ZOTAC Announces SONIX PCIe SSD Price & Availability
ZOTAC has formally announced its PCIe SONIX SSD, which was first demonstrated at CES earlier this year. Confirming the final specifications and design, the company said that the new drive would be available in the middle of this month at a price-point comparable to that of other PCIe-based SSDs. The availability of the ZOTAC SONIX will mark the arrival of a new breed of high-performance PCIe SSDs based on the Phison PS5007-E7 controller.

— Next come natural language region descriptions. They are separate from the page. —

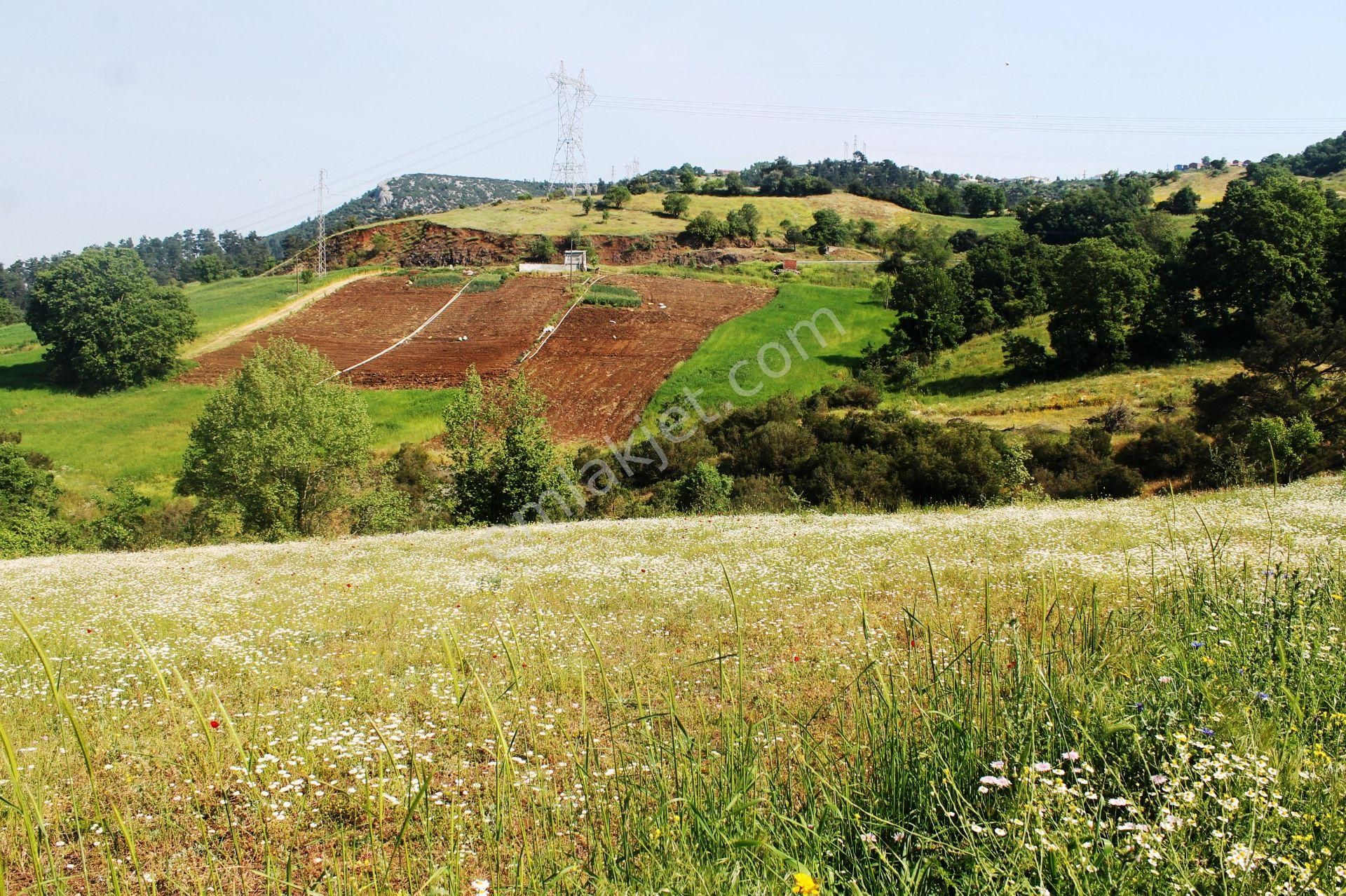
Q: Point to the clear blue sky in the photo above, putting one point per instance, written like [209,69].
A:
[118,120]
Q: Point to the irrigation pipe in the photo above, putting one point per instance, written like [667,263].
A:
[579,301]
[404,339]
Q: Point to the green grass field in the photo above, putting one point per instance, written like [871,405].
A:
[1097,698]
[1209,186]
[140,433]
[229,303]
[862,320]
[644,215]
[974,382]
[970,381]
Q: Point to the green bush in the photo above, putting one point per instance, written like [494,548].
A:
[107,323]
[541,249]
[705,490]
[29,494]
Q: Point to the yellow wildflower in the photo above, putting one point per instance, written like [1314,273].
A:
[805,885]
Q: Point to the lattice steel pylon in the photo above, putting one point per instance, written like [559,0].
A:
[572,97]
[322,224]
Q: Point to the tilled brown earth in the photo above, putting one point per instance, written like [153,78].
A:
[602,366]
[599,369]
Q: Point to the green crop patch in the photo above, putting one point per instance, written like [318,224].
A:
[611,297]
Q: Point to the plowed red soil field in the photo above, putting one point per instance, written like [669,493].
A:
[598,370]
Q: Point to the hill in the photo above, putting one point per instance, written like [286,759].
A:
[407,196]
[1209,184]
[644,215]
[706,704]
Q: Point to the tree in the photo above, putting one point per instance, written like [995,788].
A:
[1009,272]
[828,229]
[676,203]
[500,448]
[944,201]
[1183,202]
[981,199]
[280,444]
[705,229]
[1097,297]
[745,221]
[29,494]
[541,249]
[209,268]
[929,311]
[703,490]
[617,197]
[107,323]
[1264,244]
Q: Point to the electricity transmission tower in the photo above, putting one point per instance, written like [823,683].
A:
[322,224]
[572,96]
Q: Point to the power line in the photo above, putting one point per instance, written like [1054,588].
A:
[386,163]
[981,121]
[572,97]
[297,208]
[322,224]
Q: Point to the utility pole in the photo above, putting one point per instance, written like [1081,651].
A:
[572,97]
[322,224]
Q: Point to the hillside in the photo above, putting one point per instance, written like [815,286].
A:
[405,196]
[414,712]
[644,215]
[1209,184]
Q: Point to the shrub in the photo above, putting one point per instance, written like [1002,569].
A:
[123,521]
[676,203]
[1080,466]
[705,490]
[29,522]
[705,229]
[848,395]
[540,249]
[611,297]
[1166,449]
[1117,417]
[617,197]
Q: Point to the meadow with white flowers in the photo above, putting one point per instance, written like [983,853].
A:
[1143,696]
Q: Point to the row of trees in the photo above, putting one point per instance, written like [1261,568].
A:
[1127,285]
[189,256]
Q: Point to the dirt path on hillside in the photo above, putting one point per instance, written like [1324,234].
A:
[299,303]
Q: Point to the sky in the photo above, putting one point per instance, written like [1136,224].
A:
[120,120]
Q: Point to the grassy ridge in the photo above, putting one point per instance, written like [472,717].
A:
[1082,697]
[862,318]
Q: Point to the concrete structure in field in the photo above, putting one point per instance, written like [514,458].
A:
[575,260]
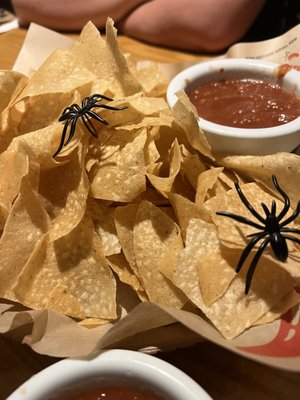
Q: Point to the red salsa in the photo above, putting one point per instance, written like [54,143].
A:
[117,393]
[245,103]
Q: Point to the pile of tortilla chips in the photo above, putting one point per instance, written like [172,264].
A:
[135,206]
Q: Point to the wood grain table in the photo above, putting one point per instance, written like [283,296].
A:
[224,375]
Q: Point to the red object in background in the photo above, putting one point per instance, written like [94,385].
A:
[293,55]
[287,340]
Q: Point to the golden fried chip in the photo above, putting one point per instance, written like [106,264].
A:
[186,116]
[285,166]
[157,242]
[234,311]
[120,174]
[152,78]
[10,83]
[206,181]
[164,184]
[76,262]
[105,227]
[25,225]
[121,267]
[13,166]
[185,210]
[105,60]
[124,221]
[192,167]
[65,190]
[62,301]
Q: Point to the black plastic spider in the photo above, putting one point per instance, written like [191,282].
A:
[271,227]
[71,114]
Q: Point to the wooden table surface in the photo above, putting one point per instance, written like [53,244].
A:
[224,375]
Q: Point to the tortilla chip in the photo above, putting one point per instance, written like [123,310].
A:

The final version of the ZOTAC SONIX will be faster than the preliminary version of the SSD demonstrated at CES, with the shipping version rated for sequential read performance of 2600 MB/s and sequential write performance of up to 1300 MB/s. The initial flavor of the ZOTAC SONIX SSD will offer 480 GB capacity, will be equipped with 512 MB of DDR3 DRAM cache and will come in half-length half-height PCI Express 3.0 x4 card form-factor. The drive will consume 5.57W when performing read operations, 7.27W while writing and 0.5W in idle mode, according to the supplier.

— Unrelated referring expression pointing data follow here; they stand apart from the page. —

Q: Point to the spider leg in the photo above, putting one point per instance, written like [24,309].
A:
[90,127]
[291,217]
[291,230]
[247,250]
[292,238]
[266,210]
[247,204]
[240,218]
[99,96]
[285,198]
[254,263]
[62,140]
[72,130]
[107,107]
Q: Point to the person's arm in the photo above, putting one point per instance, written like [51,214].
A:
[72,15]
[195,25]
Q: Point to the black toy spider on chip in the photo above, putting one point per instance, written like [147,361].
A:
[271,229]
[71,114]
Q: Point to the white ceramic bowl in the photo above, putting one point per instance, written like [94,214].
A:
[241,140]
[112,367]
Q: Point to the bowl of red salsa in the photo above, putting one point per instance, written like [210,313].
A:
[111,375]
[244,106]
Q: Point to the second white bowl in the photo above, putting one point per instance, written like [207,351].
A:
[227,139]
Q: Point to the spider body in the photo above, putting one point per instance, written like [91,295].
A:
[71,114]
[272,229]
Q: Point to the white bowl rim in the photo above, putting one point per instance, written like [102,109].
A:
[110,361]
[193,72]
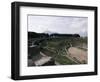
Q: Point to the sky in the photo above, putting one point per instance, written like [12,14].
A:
[58,24]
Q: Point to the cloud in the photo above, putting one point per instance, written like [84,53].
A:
[58,24]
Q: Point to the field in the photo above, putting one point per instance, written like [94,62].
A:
[62,51]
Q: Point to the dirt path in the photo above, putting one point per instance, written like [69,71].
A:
[79,54]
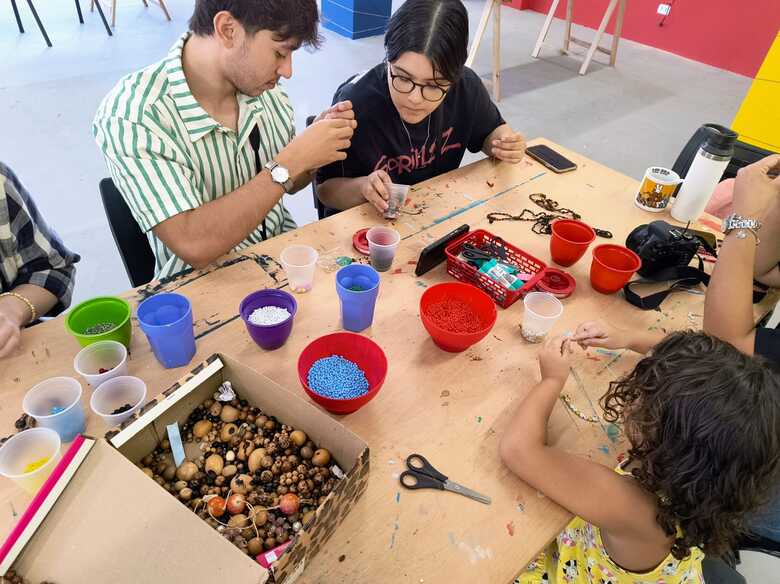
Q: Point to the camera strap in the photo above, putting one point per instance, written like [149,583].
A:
[680,279]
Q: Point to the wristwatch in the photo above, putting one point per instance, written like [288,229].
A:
[280,175]
[742,225]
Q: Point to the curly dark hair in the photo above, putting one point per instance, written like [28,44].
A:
[289,19]
[703,423]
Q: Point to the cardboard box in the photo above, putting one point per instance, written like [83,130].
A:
[100,519]
[356,19]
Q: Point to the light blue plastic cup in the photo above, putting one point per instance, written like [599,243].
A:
[358,287]
[56,404]
[166,320]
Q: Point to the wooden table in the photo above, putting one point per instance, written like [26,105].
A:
[452,408]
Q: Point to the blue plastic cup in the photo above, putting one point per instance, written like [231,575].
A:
[357,286]
[166,320]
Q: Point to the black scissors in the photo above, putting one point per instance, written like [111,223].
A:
[422,475]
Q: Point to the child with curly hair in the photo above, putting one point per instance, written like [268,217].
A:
[703,425]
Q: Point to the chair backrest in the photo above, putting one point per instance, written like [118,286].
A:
[133,245]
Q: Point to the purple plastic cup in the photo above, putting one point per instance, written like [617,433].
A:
[271,336]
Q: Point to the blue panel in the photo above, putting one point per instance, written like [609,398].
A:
[356,18]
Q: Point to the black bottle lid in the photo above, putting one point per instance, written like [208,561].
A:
[720,140]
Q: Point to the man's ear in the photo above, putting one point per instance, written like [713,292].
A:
[227,29]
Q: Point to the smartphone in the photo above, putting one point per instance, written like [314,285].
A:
[550,158]
[434,254]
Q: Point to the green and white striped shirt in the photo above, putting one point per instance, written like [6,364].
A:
[167,155]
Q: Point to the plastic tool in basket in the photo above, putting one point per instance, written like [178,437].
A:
[465,272]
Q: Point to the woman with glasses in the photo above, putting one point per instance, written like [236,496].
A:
[416,112]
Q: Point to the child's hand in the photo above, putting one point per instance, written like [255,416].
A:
[599,334]
[554,359]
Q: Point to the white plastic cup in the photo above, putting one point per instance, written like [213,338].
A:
[541,312]
[27,448]
[382,245]
[299,263]
[62,394]
[114,394]
[108,355]
[396,201]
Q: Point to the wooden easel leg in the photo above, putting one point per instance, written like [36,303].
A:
[165,9]
[483,20]
[78,10]
[16,14]
[616,34]
[594,45]
[567,32]
[497,52]
[102,16]
[545,29]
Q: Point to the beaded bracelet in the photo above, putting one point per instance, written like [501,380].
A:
[30,305]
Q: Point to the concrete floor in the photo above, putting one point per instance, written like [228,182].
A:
[630,117]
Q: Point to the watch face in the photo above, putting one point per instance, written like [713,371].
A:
[280,175]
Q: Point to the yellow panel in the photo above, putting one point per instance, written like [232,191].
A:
[759,115]
[770,69]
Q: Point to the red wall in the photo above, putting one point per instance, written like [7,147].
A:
[729,34]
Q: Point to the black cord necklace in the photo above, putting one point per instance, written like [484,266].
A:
[542,219]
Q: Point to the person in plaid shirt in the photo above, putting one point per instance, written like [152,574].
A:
[36,270]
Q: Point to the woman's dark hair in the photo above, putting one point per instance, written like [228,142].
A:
[438,29]
[290,19]
[703,423]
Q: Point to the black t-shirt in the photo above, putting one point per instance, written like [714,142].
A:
[465,118]
[768,344]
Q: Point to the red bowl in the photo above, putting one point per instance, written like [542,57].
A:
[612,267]
[361,350]
[482,304]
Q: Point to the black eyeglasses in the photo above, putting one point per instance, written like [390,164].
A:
[402,84]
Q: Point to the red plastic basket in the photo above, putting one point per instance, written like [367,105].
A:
[465,272]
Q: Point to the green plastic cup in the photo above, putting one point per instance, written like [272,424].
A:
[105,318]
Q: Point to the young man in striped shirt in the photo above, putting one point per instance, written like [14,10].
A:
[177,136]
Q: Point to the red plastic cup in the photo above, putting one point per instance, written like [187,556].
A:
[570,240]
[612,267]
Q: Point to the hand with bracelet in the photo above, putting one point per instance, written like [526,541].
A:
[18,308]
[728,309]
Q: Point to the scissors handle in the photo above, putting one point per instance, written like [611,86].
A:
[419,464]
[411,479]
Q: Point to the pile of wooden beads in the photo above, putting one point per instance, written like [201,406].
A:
[257,481]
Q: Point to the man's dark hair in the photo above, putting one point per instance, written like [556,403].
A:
[288,19]
[438,29]
[703,424]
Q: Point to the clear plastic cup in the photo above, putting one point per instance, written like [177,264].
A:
[299,263]
[541,312]
[115,394]
[108,357]
[29,457]
[56,404]
[396,201]
[382,245]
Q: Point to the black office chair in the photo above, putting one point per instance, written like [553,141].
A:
[137,255]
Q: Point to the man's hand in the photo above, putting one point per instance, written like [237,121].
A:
[340,111]
[555,358]
[754,189]
[509,147]
[376,189]
[322,143]
[10,335]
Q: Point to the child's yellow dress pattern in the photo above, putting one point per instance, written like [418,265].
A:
[578,556]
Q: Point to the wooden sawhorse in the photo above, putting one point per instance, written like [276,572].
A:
[594,45]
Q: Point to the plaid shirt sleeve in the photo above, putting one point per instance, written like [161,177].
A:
[30,251]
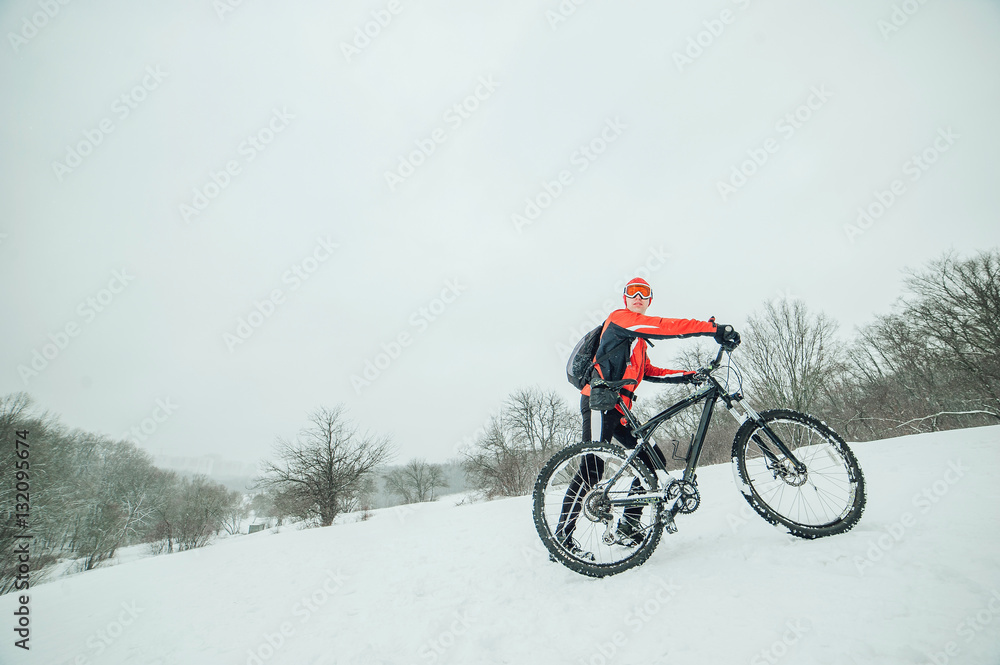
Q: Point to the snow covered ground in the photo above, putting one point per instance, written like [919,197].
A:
[917,581]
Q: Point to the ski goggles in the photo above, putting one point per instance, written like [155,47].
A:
[641,290]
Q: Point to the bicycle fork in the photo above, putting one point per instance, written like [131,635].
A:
[750,415]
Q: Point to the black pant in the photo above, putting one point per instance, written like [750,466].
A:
[592,468]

ZOTAC SONIX PCIe SSD Specifications | |||
480 GB | |||
Controller | Phison PS5007-E7 | ||
NAND | Toshiba MLC | ||
DRAM Cache | 512 MB DDR3 SDRAM | ||
Sequential Read | 2600 MB/s | ||
Sequential Write | 1300 MB/s | ||
Active Power (Read/Write) | 5.57 W/7.27 W | ||
Idle Power | 0.5 W | ||
Encryption | AES-256 | ||
MTBF | 2,000,000 hours | ||
Interface and Form-Factor | PCIe 3.0 x4 HHHL card |
The ZOTAC SONIX SSD will be among the first solid-state drives to use Phison’s PS5007-E7 controller demonstrated in mid-2015. The chip fully supports NVMe 1.2 protocol, error correction with 120-bit/2KB BCH code, NVMe L1.2 power saving mode, end-to-end data path protection, advanced global wear-leveling, an AES-256 engine and so on. The PS5007-E7 has eight NAND flash transfer channels and can perform up to 300K random read IOPS (input/output operations per second) as well as 200K random write IOPS. As we reported back in January, the PS5007-E7 had been finalized and the final firmware was due in February.

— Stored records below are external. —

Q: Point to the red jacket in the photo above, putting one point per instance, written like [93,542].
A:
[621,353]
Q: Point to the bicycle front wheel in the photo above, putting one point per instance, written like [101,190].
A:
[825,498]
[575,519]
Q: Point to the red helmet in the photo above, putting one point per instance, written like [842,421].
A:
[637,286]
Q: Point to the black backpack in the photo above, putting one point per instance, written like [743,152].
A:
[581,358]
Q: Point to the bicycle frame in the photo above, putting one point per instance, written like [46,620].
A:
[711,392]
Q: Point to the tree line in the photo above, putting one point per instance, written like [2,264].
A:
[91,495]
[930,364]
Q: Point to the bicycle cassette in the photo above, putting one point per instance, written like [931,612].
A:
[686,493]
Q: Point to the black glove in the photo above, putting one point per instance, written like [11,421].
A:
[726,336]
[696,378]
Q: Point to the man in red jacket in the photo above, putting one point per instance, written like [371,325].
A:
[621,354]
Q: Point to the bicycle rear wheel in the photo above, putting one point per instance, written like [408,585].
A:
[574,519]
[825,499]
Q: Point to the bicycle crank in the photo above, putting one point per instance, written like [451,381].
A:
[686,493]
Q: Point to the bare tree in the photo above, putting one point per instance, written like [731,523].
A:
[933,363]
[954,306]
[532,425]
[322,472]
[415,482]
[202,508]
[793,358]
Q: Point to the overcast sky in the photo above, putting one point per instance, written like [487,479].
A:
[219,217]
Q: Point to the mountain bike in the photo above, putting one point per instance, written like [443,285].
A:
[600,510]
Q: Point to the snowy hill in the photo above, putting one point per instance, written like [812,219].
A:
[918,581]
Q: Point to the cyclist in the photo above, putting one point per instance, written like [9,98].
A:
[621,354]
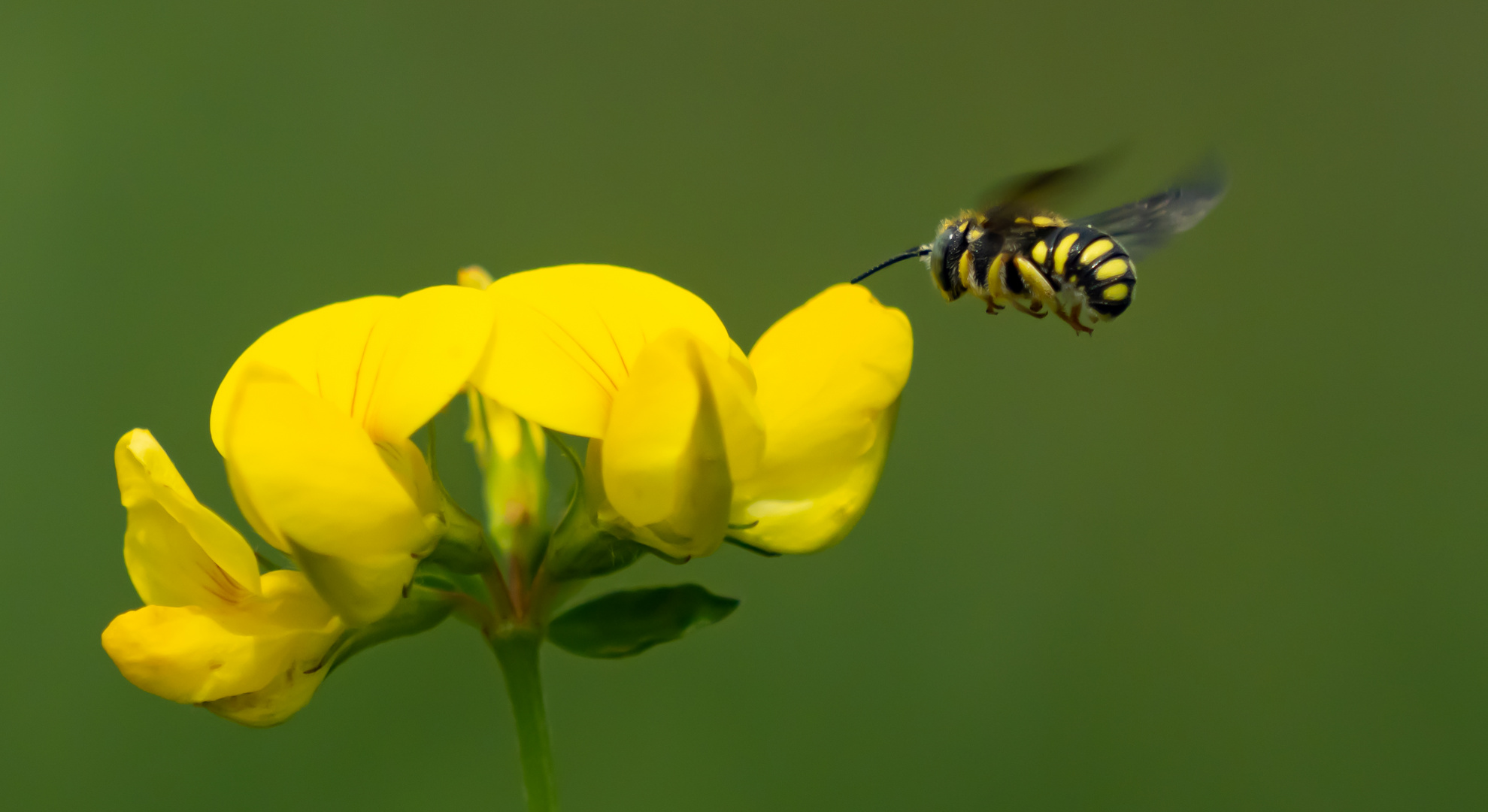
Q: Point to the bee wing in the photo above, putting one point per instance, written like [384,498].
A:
[1146,225]
[1038,192]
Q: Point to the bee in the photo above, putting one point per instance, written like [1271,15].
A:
[1015,252]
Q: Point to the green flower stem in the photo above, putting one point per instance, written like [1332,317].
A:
[517,652]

As expected, the ZOTAC SONIX drive will use Toshiba’s multi-level cell (MLC) NAND flash memory and will be positioned as ZOTAC’s premium offering. The product will hit the market in mid-March at the price of $369.99, which is comparable to that of Kingston’s HyperX Predator M.2 480 GB SSD ($364.99) as well as Samsung’s 950 Pro M.2 512 GB SSD ($327.99).
It should be noted that Phison not only develops controllers, but sells packages consisting of a controller, NAND flash memory, firmware and even production services. The majority of Phison-based SSDs are made by a contract manufacturer under supervision of the controller developer. While the approach somewhat constraints innovation of SSD suppliers because drives based on the same Phison controller offer similar feature-set and performance, it also guarantees relatively high quality, competitive pricing and broad availability.
If ZOTAC starts to ship its SONIX PCIe SSD in mid-March, other partners of Phison, including Corsair, Kingston, Mushkin, Patriot, PNY and other will likely follow shortly. As a result, the market should have a significant number of PCIe 3.0 x4 and M.2 SSDs with up to 2600 MB/s sequential read performance based on MLC NAND memory. Competition between various suppliers will naturally affect prices of actual products, which is good for the end-user. Keeping in mind that Samsung’s 950 Pro M.2 512 GB SSD already costs $328, it looks like prices of high-end PCIe NVMe SSDs this year will get very competitive. Moreover, when and if new SSDs based on SandForce's SF3500 controller arrive, things will get even more intense.